The former prime minister had largely stayed out of the limelight since resigning after the Brexit vote, making a rare reappearance in the headlines in 2017 with the news he had bought a £25,000 garden shed to write in.
“Back in the shed, Dave,” wrote Labour MP Owen Smith in response to his tweet.
And many other users took the opportunity to re-share Cameron’s tweet from 2015 when he claimed to give the UK a choice between “stability and strong Government with me, or chaos with Ed Miliband”.
Singer Billy Bragg wrote: “This tweet is more evergreen than our Christmas tree.”
The parallels between the Conservative Party going back on their decision to elect May as leader in 2016 and calls for a second referendum were not lost on many.
@TechnicallyRon wrote: “Wait, so the tories voted for May in 2016, have changed their minds, and want another vote?
“Seems like a good idea I wonder if we can implement this elsewhere.”
Author Matt Haig deadpanned: “I don’t know why the Tories keep wanting votes on things.
“I thought we had no more votes on things that were voted on before. I thought that was the way to preserve democracy.”
As Number 10 prepared May for a statement outside Downing Street, journalist Charlie Proctor noticed that a lot of aides appeared to be trying their hand in a prime ministerial role at the lectern.
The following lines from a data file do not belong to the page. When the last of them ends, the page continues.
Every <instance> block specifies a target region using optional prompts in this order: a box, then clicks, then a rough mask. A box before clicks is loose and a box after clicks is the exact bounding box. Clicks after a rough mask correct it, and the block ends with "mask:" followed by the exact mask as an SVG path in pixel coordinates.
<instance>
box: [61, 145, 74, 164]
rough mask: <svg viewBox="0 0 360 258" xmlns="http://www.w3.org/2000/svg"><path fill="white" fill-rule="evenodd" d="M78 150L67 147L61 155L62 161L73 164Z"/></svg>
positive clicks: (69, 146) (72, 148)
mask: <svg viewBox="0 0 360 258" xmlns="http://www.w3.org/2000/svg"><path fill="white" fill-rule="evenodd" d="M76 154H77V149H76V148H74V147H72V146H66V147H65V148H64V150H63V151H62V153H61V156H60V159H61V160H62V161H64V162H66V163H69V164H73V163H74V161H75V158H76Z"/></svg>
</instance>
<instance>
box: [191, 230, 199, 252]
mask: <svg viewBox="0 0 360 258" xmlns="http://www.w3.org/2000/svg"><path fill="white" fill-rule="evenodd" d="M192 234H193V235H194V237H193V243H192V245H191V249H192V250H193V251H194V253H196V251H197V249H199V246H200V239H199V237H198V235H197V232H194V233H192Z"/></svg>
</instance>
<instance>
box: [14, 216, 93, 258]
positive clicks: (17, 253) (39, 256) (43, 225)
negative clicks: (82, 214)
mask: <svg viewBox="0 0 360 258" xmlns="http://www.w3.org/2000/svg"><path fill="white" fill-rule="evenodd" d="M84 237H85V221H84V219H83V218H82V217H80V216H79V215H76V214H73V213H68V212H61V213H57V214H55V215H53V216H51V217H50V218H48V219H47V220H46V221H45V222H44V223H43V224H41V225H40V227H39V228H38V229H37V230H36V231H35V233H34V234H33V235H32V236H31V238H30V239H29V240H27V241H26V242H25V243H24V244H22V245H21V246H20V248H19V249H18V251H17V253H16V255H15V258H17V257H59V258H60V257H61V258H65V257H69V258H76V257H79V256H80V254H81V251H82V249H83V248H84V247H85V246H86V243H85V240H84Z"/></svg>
Other Twitter users were less kind in their predictions on who might stand against the Prime Minister.
Writer and academic Darran Anderson tweeted his “likely candidates to replace May” with pictures of assorted demons from medieval paintings.
The official account for the Leave.EU campaign speculated about Michael Gove’s intentions after he voiced his support for the Prime Minister.
“Michael Gove: ‘I am backing the prime minister 100%.’
“That’s one vote against her then…” posted the account.
Novara Media founder Aaron Bastani, a prominent Labour supporter, tweeted his “guide” to the leading candidates with images of Darth Vader, Skeletor, and Tim Curry’s devil character from 1980s film Legend.
Given the options on the table for May, many Twitter users appeared to show a little sympathy for her position.
“If I was Theresa May I think at this point I’d just fake my own death,” wrote journalist Ellen Coyne.
Abby Tomlinson predicted May’s reaction at the confidence vote on Wednesday evening, with a picture from TV series Peepshow captioned “That wasn’t very christmassy”.
Comedian Tiernan Douieb wrote: “I’d have had way more respect for May if she’d just shouted ‘F**K THIS S**T, YOU SORT IT OUT’ then kicked over the lectern, flipped the bird and walked off.”
But sometimes in the darkest of moments there can be support from where we least expect it.
“If it goes wrong tonight I can promise you a bright future in podcasting…” Ed Miliband tweeted the PM.
The confidence vote in May’s leadership will be held on Wednesday evening.